Blog post

A CONVERSATION WITH HOLDEN KARNOFSKY, CO-FOUNDER OF GIVEWELL-PART III

4 min read
Sep 23, 2013
Part III: Funding Randomised Control Trials

Recently, Giving What We Can staff sat down with Holden Karnofsky, the co-founder of GiveWell. The goal was to try and critically explore GiveWell's methodology, research approach, and recommendations. The full interview can be downloaded as an MP3.

You can also read about GiveWell's skepticism and giving now vs giving later.

Rob: While you think there's a lot of value in learning about giving opportunities, you haven't recommended any charities that are explicitly trying to do this, like the randomised controlled trials of JPAL or IPA. Probably the reason you haven't done that is it's harder to get evidence of their impact - connect the dots between the reports they write and spending by governments or aid agencies. Is this a mistake?

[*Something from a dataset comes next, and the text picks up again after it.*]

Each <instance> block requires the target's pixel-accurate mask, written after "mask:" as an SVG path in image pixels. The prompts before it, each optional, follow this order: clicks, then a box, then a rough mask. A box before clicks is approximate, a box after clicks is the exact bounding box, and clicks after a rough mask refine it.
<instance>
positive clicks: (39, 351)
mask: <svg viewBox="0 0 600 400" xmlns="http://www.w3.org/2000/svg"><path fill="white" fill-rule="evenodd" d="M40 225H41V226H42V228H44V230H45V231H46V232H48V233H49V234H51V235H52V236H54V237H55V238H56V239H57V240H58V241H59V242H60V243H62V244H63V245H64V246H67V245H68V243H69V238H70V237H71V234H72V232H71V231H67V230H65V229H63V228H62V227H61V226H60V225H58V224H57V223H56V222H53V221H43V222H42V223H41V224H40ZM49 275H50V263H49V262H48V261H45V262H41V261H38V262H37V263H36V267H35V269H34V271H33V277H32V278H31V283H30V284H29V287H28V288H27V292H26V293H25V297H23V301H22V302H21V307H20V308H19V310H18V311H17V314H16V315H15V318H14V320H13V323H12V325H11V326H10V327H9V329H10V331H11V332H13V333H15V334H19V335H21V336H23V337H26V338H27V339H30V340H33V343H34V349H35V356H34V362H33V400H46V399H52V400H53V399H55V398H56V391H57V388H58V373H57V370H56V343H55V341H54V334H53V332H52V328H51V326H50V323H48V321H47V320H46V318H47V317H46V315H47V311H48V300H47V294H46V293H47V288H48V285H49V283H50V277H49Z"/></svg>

Owen: If you think there is some kind of market efficiency in charity giving, isn't getting more information out there about the best charitable intervention going to have be massively good?

Holden: I think that's a reasonable argument. Randomised controlled trials are a good example. We've had tons of ideas about RCTs, but we dropped most of them, because the softer the data is, the more it helps to be an expert in the area before you have faith in your ideas. We've just never come to an idea about RCTs that's worth our time trying to write.

Owen: We're not suggesting that you actually do RCTs, but why hasn't GiveWell looked into a charity that does RCTs in global health?

Holden: The reason we recommend what they do is that we think they are the best giving opportunities we can find and we have a good view of how they will go. We've tried to understand what the general operations support of JPAL and IPA do and we've even written a review of IPA, but we couldn't get any good idea of what they would do with more funding from that.

Perhaps you would say that more funding would produce more RCTs, but keep in mind the timeline - good RCTs take years from start to finish. The one's we've learned from are the ones in global health where there are a lot of them and places like Cochrane Reviews have pulled them together, and we haven't learned as much from RCTs looking more into social science, and we don't think they're worth recommending.

By directing more money toward producing RCTs, it seems we'd just be increasing the supply of RCTs, which is not the same as GiveWell forming hypotheses and seeing how the charity will proceed, given more money.

Rob: You've said that when you've found it difficult to determine what JPAL or IPA would fund with extra money, and they probably don't even know what their marginal product is because of the timescales involved. But is it a sensible requirement to know what they will do? If these organisations have been sensible in the past, might they not make good choices in future?

Holden: I think I've misunderstood the question. There are two potential goals - form hypotheses and follow impact of donations and just increasing RCT supply. I agree that donating to IPA or JPAL will increase the supply of RCTs, but I disagree that they'll help with our hypotheses. Only a minority of RCTs actually change the way we think about aid.

Rob: When you're looking at JPAL or IPA, what are you comparing them to? Isn't it so hard to find the impact of any of that, and therefore we'll never know what it's most appropriate to compare JPAL and IPA to, especially when trying to figure out how much we should adjust our estimates downward based on considerations not included in the explicit cost-effectiveness estimations?

Holden: This is another are where there are thousands of possible comparisons and we should be thinking about that rather than looking for one particular line of comparison. There's a general comparison we can make to the track record of quantitative social science and the track record of research in general influencing policy. Also, in general, we should just expect that opportunities to do good will be closer to the average than they initially look, especially when we don't know much about them.